We've been tracking the government's indecision over how to decarbonise the UK's stock of existing homes and it remains unclear whether ministers will throw their weight behind hydrogen, heat pumps or a mixture of the two.

There remains much uncertainty over which technology is most appropriate. Hydrogen would involve less upfront investment and would be delivered through the existing gas network but there are significant technological and cost uncertainties. Heat pumps are familiar in Europe but are more expensive and require more heat efficient buildings to work effectively. Last month we covered an Office for Budget Responsibility report admitting that "the option value in waiting to see how that is resolved is high."

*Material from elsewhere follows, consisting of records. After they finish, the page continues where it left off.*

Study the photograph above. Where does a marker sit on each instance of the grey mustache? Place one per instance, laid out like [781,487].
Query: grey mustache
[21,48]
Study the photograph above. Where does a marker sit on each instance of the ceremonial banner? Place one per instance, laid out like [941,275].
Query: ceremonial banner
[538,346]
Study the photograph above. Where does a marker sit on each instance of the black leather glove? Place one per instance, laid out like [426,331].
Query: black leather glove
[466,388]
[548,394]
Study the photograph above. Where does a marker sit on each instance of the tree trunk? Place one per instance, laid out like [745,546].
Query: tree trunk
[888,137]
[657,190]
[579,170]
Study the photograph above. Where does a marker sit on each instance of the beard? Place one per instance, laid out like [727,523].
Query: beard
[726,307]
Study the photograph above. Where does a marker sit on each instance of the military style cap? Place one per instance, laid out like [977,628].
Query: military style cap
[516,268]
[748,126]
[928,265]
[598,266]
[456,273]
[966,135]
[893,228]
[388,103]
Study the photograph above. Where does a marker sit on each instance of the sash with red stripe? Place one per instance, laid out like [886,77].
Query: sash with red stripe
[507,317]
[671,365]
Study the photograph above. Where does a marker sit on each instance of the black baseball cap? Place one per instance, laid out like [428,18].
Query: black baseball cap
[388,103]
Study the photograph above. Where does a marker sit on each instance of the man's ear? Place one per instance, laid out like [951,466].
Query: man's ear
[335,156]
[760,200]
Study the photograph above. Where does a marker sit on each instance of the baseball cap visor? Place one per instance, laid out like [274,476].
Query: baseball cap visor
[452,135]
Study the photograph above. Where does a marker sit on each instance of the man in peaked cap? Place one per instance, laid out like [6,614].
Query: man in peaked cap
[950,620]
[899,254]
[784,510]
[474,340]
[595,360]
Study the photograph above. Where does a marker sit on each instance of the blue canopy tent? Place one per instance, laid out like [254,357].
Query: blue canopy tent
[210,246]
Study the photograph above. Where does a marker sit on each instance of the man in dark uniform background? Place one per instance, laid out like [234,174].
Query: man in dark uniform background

Yesterday the government published its first hydrogen strategy - FT write up here. UK taxpayers could subsidise the production of “low carbon” hydrogen to make it as cheap as natural gas and the government is consulting on whether subsidies should be met out of general taxation or via surcharges on household energy bills.

Details in the strategy reveal the degree to which hydrogen for heating homes remains a relatively nascent technology, though trials are progressing. Hydrogen will soon be blended with natural gas and supplied safely to over 650 homes as part of a trial in Winlaton in the north-east of England. Meanwhile, the H100 neighbourhood trial project in Fife is building a 100% electrolytic hydrogen production and distribution network and installing 300 homes with new hydrogen boilers to demonstrate hydrogen for domestic heating nationwide.

For more, see this Spectator piece from last weekend on the true cost of net zero.

In other news...

Retail sales data suggests consumer spending may be slowing in the US, the Fed is confident Delta won't dent growth, big tech wants its workers back in the office, Quantas demands all staff get vaccinated, the Euro area outlook improves, and finally, China puts the wealthy on notice.